İlhan'ın paltosu kanlı
Hicri İZGÖREN yazdı —
Cemal Süreya Onun hakkında: ”Ankara Onun gibi birkaç kişiyle İstanbul’u ürkütür. Bütün o uğraşlar, kavgalar arasında sanatın özgül alanını yitirmeme erdemini gösterdi… O var ya, daha yürekliyiz, daha karagözlü, daha gerçekçi. Muzaffer İlhan Erdost diye biri var, orda duruyor.” demişti.
Demişti. Ama ne yazık ki artık orda durmuyor. Onu geçen yıl tam bu tarihte -25 Şubat 2020-yitirdik. Muzaffer İlhan Erdost, Ankara’da tedavi gördüğü hastanede yaşamını yitirdi. Eğilmedi, bükülmedi, dimdik durdu ve öyle gitti.
Onca hengamenin, yoğun gündemin arasında bazı şeyler ya göz ardı ediliyor ya da hak ettiği oranda ilgi gösterilmiyor ne yazık ki.

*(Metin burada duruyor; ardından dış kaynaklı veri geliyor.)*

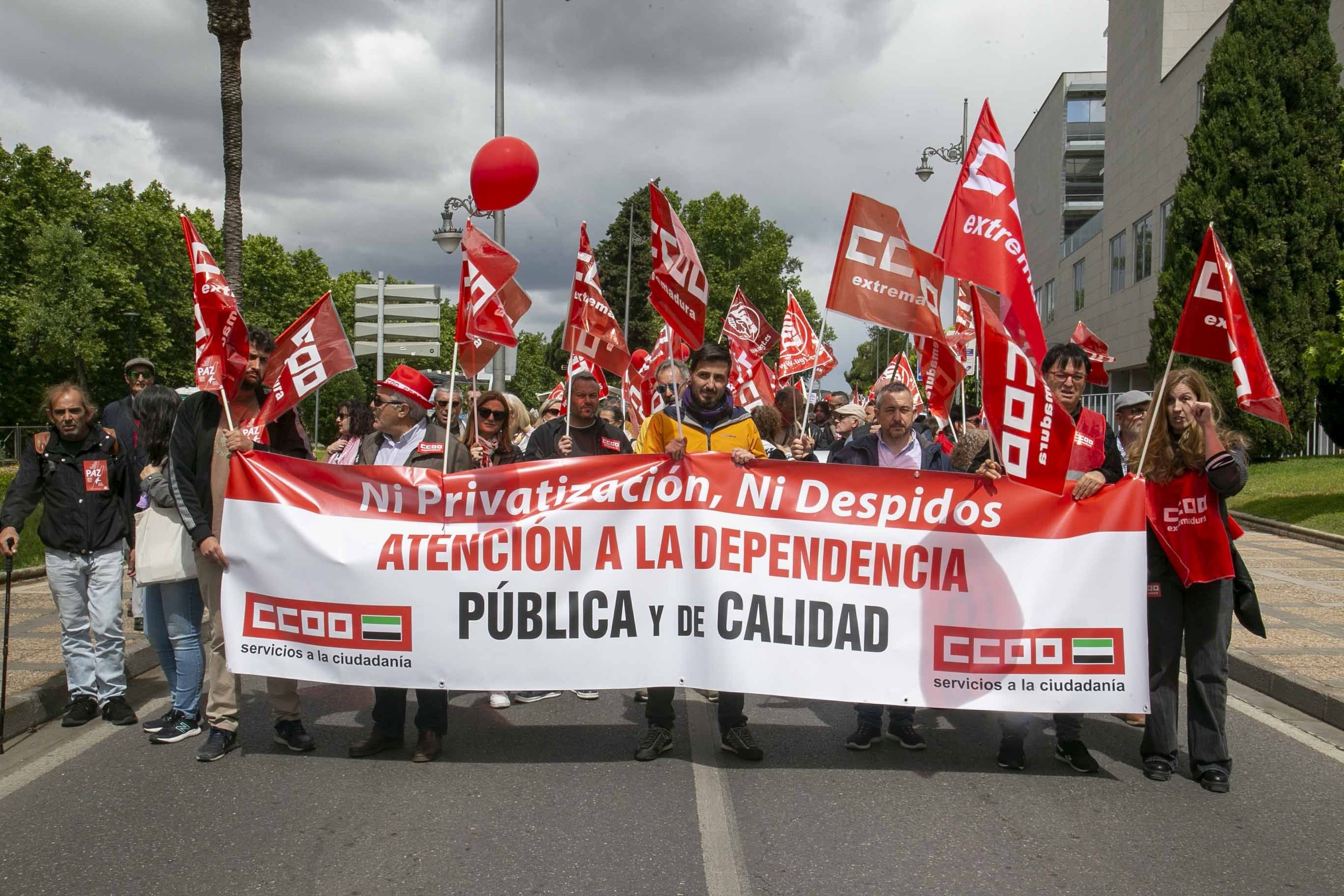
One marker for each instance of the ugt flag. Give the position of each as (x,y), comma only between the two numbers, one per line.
(1217,326)
(309,352)
(678,286)
(221,334)
(981,234)
(879,276)
(486,268)
(1034,433)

Türkiye'nin toplumsal bilincinin oluşumunda önemli katkıları olan, insan hakları savunucusu, yazar, yayıncı Muzaffer İlhan Erdost üzerine yeterince yazılıp çizilmedi.
***
İnsan hakları için mücadele etti. Yaşamı zorluk ve acılarla geçti. En acısını 12 Eylül faşizmi döneminde yaşadı. Muzaffer Erdost’un kardeşi İlhan Erdost, 12 Eylül darbesinden sonra 1980’de gözaltına dövülerek öldürülmüştü. Kardeşinin ölümünün ardından onun ismini de alarak yaşatan Muzaffer İlhan Erdost bir söyleşide o günleri şöyle anlatmıştı: "İçeriye girdik, İlhan’ın yüzü kan içinde. Bağırdım, bir yudum su getirin diye. ‘Midem bulanıyor, kusacağım’ diyerek yere düştü İlhan. Vahap diye bir çocuk var, tıp fakültesi öğrencisiymiş. O koşturdu, şekerli su istedi. Beni içeri aldılar o sırada. İlhan’ı iki ranzanın arasına yatırdılar, yığıldı zaten. ‘İlhan İlhan’ dedim, ses vermedi. Biri nabzı durmuş dedi. Battaniyenin arasında alıp götürdüler İlhan’ı…" Sonrasında yazdığı bir şiirden: “İlhan'ın paltosu kanlı / alazlanmış tüter canı / düşmüş omuzdan kolları.”
Onu tanıyan herkesin mutabık kalacağı bir nezaket abidesi ve dervişane bir duruş.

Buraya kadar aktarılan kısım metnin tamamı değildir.